The key driver for markets will be whether this concerning dynamic, where US assets all move up or down in tandem (typical among emerging markets) continues, or whether sanity is restored in the White House and investors faith returns. Under normal circumstances, we would be discussing the labour market and inflation out of the UK this week, and the ECB meeting on Thursday, but these will be overshadowed by the newsflow out of Washington DC. That said, we will be keeping close tabs on the ECB’s discussion on the market chaos, Trump’s trade war and their expected impact on rate cuts. There is little doubt that one of those cuts is coming on Thursday. Much more doubtful will be the Federal Reserve’s ability to follow suit, unless the unpleasant market dynamics we described abate.
GBP
We have been surprised by the sterling underperformance relative to other European currencies, particularly the euro. The UK was slapped with the bare minimum 10% base tariff rate, and its goods exports to the US are only a small part of its mostly services-based trade sector. In addition to that, the monthly GDP figures for February numbers came out much stronger than expected, boosted by broad strength in the services, industrial and construction sectors, which should ease pressure on the government to hike taxes again in the Autumn.
We don’t think that the recent underperformance in the pound relative to the euro will continue for long. Britain’s economy appears well placed to weather the tariff storm, and the sharp move lower in the GBP/EUR exchange rate largely reflects the pound’s high-risk status, ensuring that the return to some sanity in the White House should be bullish for the UK currency. Resilient demand, relatively low exposure to Trump’s tariffs and substantial support from the Bank of England’s elevated rates lead us to consider sterling as the most undervalued of the main Western European currencies.
EUR
The world is looking at the euro as the most obvious substitute for the dollar as a store of value and a safe-haven, with markets that are large and liquid enough to accommodate the inflow. Unsurprisingly, the common currency is the best performing currency worldwide after the Swiss franc since the ironically named “Liberation Day”. The EUR/USD exchange rate is up a whopping 5% since 2nd April, with the gap between the rate on German 10 year bonds and US 10 year Treasuries exploding by around 50 basis points over the same period.
We think that the rally in the euro and the general market mayhem has almost certainly sealed the deal for another interest rate cut from the ECB at Thursday’s meeting, which is effectively fully priced in by swaps. The key focus for markets will be the bank’s remarks on the path ahead for policy, particularly the bank’s communications on how the tariffs may impact the economy in the common bloc.

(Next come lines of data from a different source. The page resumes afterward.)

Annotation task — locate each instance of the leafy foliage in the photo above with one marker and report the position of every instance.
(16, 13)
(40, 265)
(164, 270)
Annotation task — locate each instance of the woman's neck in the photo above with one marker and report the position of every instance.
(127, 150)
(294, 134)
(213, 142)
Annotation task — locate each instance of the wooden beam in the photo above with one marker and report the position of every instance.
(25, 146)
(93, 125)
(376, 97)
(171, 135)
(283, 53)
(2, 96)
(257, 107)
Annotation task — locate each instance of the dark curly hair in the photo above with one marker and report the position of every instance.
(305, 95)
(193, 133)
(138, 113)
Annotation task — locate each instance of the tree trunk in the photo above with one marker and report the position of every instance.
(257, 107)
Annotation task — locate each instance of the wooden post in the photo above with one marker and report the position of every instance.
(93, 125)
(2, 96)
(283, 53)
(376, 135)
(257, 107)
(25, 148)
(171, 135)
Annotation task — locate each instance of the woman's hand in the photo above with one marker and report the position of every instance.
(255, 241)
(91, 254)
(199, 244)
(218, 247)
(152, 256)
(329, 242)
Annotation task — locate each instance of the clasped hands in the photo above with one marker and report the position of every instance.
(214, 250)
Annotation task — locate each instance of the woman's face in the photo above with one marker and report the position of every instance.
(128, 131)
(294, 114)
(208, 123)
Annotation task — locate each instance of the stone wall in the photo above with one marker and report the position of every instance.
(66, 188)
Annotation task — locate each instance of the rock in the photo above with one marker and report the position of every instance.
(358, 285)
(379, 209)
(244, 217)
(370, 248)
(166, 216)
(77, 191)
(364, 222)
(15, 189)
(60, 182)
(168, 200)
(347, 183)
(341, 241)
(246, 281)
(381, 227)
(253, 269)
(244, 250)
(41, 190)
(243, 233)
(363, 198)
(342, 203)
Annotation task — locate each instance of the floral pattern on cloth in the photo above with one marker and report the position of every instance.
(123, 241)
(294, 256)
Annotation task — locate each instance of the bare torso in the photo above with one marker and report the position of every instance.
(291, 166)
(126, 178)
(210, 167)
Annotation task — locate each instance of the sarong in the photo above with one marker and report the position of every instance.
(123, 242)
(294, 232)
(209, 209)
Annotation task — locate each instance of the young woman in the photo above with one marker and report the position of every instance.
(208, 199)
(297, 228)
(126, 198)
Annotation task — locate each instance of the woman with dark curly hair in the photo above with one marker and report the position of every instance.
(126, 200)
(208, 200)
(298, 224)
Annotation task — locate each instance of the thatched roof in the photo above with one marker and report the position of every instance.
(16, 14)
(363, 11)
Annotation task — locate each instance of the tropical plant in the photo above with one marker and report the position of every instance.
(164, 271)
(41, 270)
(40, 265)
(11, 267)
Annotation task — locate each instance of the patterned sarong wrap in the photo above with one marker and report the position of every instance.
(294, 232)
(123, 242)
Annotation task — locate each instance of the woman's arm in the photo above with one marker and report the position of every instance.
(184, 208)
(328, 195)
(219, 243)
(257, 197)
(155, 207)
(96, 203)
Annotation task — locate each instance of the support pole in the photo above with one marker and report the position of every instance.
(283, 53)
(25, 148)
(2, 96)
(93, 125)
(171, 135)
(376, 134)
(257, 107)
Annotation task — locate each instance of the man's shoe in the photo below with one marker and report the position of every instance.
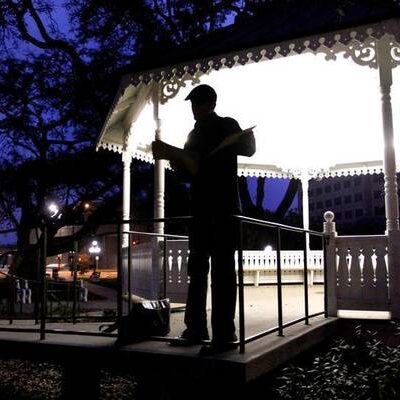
(217, 348)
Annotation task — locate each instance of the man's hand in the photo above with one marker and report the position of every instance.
(177, 157)
(160, 150)
(233, 139)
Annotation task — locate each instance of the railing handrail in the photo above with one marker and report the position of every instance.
(256, 221)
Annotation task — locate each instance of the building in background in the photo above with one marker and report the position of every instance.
(358, 202)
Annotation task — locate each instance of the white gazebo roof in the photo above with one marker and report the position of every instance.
(317, 111)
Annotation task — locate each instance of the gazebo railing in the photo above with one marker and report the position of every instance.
(279, 228)
(158, 244)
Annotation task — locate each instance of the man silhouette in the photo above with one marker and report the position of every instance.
(209, 158)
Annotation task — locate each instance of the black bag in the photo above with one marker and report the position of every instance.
(147, 318)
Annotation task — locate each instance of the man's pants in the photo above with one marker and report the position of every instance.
(215, 239)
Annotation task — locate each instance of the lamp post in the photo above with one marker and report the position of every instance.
(94, 251)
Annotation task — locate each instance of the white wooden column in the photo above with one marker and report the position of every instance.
(305, 205)
(389, 160)
(159, 168)
(126, 193)
(389, 167)
(331, 277)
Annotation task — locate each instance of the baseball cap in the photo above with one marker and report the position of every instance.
(202, 94)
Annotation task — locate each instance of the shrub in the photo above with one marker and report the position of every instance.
(361, 368)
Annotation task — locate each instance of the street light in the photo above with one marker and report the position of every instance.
(268, 248)
(95, 251)
(53, 209)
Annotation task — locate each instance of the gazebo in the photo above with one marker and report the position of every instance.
(249, 63)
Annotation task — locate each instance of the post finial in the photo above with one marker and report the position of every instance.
(329, 225)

While the tariffs make further cuts highly likely, the Governing Council may refrain from committing to an explicit rate path given the acute levels of uncertainty.
USD
It is just as well that this week is a quiet one in terms of macroeconomic releases and policy news, because these would probably have been just ignored by traders. Investors remain focused on two factors. First, the chaotic trade policies emanating from the Trump administration, where a struggle for control is increasingly evident between the relatively orthodox secretary of the Treasury Scott Bessent, and colourful characters whose understanding of what is going on is more and more questionable, like Navarro or Lutnick.
While the damage to the real economy won’t be apparent for a while, consumer surveys are already showing a dramatic worsening of the growth outlook and a record jump in inflation expectations. The outlook is grim, and the main hope is that further market volatility will convince Trump to listen to Bessent and sideline his more questionable advisors. This could prompt a modest rebound in the dollar.